The flaw appears when the electric vehicle communicates with its companion app – NissanConnect EV – which drivers can use to view and control certain features, such as checking driving range and state of charge, or adjusting the in-car climate.
However, researchers Troy Hunt and Scott Helme recently discovered the mobile app’s communication with the car is entirely unauthenticated.
With just the Nissan’s VIN (Vehicle Identification Number), an attacker could potentially send the same commands and requests via the Internet.
Even more alarming is the fact that this unique code is usually made visible through the car’s windshield.
Although the issue is not life-threatening, Hunt warns that hackers could still exploit the app to cause mischief like running down the car battery, leaving the heater on for hours or simply compromising the user’s privacy.
“Nissan needs to fix this,” wrote Hunt in a blog post.
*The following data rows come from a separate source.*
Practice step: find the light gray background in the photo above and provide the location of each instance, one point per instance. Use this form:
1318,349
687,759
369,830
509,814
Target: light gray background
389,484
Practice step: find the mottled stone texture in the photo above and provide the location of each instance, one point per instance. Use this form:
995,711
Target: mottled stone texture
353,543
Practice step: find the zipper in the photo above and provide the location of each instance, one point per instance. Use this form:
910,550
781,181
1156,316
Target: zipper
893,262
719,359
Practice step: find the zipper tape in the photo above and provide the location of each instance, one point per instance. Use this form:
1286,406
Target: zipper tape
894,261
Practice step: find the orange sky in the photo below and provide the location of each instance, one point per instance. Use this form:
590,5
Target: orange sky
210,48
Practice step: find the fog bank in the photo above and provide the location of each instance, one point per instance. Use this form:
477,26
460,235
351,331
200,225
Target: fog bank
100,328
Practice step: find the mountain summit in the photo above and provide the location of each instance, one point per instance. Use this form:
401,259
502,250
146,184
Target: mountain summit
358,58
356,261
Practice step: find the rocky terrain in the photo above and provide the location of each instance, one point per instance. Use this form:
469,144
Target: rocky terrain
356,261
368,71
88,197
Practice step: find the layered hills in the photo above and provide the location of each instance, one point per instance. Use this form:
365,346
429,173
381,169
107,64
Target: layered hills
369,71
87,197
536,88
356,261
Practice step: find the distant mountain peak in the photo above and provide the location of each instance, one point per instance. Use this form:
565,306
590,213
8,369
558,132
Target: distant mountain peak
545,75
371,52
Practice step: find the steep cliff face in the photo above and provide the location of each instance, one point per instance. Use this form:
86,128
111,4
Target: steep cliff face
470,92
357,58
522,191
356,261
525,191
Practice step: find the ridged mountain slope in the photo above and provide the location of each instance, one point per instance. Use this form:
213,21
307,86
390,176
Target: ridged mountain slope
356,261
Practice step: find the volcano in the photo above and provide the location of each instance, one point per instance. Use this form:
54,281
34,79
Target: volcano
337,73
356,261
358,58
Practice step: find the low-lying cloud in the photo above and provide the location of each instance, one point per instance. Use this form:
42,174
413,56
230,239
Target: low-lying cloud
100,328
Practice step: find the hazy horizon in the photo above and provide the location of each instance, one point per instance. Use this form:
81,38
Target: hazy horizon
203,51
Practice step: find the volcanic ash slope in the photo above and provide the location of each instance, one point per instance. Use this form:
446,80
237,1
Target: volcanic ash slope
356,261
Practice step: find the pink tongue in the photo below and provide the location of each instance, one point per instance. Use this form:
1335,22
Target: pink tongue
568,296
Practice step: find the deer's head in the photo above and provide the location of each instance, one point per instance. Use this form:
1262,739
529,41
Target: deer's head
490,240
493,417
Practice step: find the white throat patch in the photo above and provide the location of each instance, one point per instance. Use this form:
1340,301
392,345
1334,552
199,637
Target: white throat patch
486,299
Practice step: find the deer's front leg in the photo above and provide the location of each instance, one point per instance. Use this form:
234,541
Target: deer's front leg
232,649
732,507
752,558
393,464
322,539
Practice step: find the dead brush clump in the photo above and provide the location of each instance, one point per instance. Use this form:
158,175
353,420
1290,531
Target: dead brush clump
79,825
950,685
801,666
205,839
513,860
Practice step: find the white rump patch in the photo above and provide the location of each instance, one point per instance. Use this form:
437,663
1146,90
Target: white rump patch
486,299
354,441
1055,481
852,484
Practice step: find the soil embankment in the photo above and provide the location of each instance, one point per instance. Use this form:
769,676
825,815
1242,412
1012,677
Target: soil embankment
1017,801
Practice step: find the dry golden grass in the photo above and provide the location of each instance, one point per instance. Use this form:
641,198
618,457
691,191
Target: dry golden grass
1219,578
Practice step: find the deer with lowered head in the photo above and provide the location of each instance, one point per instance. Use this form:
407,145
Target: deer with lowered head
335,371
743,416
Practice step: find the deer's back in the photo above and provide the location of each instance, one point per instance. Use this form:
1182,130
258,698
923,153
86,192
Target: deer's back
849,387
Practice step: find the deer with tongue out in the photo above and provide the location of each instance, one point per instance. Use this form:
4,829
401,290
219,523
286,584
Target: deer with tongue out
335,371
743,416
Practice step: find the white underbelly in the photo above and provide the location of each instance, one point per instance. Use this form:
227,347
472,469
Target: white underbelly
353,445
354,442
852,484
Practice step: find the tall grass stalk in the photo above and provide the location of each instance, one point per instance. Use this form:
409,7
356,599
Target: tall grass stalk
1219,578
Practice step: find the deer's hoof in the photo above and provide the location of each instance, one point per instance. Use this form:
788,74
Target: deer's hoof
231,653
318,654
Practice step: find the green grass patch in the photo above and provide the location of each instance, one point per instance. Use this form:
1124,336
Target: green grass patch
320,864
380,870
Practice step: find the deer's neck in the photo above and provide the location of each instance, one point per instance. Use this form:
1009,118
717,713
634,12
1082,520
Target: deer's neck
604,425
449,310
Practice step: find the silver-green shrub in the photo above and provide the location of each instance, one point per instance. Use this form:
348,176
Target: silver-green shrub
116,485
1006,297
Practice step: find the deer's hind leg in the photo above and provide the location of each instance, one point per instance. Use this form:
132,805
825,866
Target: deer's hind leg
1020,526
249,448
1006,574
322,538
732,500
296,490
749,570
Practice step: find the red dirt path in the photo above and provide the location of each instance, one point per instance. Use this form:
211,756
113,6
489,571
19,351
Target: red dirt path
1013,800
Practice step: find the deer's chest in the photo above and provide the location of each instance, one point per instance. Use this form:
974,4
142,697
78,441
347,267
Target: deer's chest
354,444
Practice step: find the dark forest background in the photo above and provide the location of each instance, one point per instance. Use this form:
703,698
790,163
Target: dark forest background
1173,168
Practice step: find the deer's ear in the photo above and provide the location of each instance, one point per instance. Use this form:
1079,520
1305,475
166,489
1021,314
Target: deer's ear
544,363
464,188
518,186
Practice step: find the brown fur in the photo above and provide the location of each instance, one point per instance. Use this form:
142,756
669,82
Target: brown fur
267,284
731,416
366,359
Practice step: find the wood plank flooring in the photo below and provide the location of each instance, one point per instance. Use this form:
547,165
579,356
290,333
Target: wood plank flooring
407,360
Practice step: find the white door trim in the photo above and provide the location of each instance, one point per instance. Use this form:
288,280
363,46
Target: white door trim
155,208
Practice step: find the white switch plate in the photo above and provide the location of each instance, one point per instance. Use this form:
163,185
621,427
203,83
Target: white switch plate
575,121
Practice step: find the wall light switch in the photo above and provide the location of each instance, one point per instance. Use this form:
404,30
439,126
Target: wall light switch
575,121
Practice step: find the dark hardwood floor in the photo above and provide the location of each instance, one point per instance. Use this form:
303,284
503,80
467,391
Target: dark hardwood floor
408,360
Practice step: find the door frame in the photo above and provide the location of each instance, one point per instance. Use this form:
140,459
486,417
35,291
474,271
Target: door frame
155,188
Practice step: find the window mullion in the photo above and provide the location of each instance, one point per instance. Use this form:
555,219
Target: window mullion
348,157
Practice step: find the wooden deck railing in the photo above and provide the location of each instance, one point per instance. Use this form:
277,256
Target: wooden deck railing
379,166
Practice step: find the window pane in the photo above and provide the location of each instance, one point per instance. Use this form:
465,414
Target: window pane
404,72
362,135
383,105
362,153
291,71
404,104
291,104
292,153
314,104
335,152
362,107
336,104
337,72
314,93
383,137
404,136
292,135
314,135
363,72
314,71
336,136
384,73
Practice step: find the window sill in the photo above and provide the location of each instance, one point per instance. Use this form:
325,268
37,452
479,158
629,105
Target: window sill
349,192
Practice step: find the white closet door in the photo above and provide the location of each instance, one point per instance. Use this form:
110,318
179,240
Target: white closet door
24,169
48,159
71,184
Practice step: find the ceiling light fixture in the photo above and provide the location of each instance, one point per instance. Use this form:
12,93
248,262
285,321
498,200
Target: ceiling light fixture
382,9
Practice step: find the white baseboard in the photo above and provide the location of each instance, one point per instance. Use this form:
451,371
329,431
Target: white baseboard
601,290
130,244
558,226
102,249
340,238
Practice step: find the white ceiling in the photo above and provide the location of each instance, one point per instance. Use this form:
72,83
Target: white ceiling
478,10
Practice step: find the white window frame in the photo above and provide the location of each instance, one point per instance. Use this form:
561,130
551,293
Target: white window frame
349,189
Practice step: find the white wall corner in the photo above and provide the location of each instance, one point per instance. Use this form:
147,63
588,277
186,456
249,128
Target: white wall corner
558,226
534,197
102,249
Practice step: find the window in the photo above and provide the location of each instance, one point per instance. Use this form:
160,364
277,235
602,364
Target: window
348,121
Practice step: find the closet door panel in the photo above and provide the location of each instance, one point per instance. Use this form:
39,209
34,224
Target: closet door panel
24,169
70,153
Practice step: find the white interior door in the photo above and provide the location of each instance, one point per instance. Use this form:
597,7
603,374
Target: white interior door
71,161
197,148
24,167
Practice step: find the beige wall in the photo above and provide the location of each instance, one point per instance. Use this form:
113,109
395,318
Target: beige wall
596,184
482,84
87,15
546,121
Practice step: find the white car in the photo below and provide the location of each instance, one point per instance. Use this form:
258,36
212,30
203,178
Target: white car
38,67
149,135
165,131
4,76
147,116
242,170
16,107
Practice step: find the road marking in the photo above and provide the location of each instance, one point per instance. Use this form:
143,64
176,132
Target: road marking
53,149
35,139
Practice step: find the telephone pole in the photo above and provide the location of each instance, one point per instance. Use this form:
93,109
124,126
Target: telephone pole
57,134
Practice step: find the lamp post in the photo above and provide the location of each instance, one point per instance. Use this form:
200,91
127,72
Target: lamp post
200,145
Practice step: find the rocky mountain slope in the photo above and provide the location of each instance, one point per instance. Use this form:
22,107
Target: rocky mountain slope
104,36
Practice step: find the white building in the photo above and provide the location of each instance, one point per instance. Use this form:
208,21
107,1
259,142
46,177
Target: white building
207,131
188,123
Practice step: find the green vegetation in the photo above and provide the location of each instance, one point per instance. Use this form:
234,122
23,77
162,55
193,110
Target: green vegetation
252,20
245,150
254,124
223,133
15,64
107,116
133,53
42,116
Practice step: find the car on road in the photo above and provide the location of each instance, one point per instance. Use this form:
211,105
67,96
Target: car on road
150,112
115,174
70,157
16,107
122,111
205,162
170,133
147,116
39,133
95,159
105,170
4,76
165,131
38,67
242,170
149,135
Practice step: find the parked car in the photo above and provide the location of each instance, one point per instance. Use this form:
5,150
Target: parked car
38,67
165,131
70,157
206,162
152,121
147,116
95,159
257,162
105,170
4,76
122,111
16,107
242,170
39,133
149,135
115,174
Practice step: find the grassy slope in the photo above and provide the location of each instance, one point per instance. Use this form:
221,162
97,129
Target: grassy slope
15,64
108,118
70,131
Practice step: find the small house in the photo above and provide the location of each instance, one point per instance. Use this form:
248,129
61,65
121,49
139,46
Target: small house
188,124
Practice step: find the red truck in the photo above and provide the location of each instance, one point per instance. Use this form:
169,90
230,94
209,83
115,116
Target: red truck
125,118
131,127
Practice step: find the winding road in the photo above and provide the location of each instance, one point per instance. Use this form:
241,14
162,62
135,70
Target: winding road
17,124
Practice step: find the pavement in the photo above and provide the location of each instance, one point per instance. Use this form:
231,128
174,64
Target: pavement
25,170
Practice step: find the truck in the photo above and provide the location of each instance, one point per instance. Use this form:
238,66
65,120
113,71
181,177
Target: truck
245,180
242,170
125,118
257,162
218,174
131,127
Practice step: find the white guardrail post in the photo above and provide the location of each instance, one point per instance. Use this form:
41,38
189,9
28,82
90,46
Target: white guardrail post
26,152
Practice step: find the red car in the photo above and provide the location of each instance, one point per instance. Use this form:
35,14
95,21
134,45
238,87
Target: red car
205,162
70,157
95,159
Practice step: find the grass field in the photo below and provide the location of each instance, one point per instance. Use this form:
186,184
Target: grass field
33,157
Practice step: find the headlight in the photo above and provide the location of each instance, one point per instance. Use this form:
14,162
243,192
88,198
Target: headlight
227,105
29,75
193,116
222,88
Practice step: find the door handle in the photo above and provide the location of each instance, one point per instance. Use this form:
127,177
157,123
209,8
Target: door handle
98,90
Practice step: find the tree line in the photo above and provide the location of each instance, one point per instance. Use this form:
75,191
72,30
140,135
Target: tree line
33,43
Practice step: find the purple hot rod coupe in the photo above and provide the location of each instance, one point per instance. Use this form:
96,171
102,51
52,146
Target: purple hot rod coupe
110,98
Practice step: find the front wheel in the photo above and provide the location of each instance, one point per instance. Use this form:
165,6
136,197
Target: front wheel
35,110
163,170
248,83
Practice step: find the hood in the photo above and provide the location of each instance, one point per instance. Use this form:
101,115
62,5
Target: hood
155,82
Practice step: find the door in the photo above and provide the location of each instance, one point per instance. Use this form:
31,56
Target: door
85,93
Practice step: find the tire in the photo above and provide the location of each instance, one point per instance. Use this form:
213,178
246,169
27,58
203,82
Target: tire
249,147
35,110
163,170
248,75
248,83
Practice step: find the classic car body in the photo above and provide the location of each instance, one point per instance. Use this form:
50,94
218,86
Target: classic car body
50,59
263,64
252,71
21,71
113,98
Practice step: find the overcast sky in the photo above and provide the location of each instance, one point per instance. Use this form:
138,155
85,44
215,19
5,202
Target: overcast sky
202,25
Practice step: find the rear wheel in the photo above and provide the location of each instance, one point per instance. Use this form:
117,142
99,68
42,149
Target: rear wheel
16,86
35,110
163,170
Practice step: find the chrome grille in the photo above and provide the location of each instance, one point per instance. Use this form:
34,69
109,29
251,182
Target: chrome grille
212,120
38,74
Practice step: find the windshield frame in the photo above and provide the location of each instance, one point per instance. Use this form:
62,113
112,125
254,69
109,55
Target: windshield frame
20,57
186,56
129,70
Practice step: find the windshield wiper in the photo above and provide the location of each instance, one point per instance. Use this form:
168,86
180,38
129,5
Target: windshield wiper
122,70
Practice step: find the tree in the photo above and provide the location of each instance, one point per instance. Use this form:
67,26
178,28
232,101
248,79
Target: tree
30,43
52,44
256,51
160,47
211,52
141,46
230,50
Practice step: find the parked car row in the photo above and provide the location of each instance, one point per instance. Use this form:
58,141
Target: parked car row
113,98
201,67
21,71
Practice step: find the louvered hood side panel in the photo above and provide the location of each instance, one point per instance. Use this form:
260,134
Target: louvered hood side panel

“It’s a different class of vulnerability to the Charlie Miller and Chris Valasek Jeep hacking shenanigans of last year, but in both good and bad ways. Good in that it doesn’t impact the driving controls of the vehicle, yet bad in that the ease of gaining access to vehicle controls in this fashion doesn’t get much easier – it’s profoundly trivial,” said Hunt.
Hunt says he initially notified Nissan of the vulnerability last month. The car manufacturer reportedly acknowledged the flaw and said the company was “making progress towards a solution.”
“As car manufacturers rush towards joining in on the ‘internet of things’ craze, security cannot be an afterthought…” said Hunt.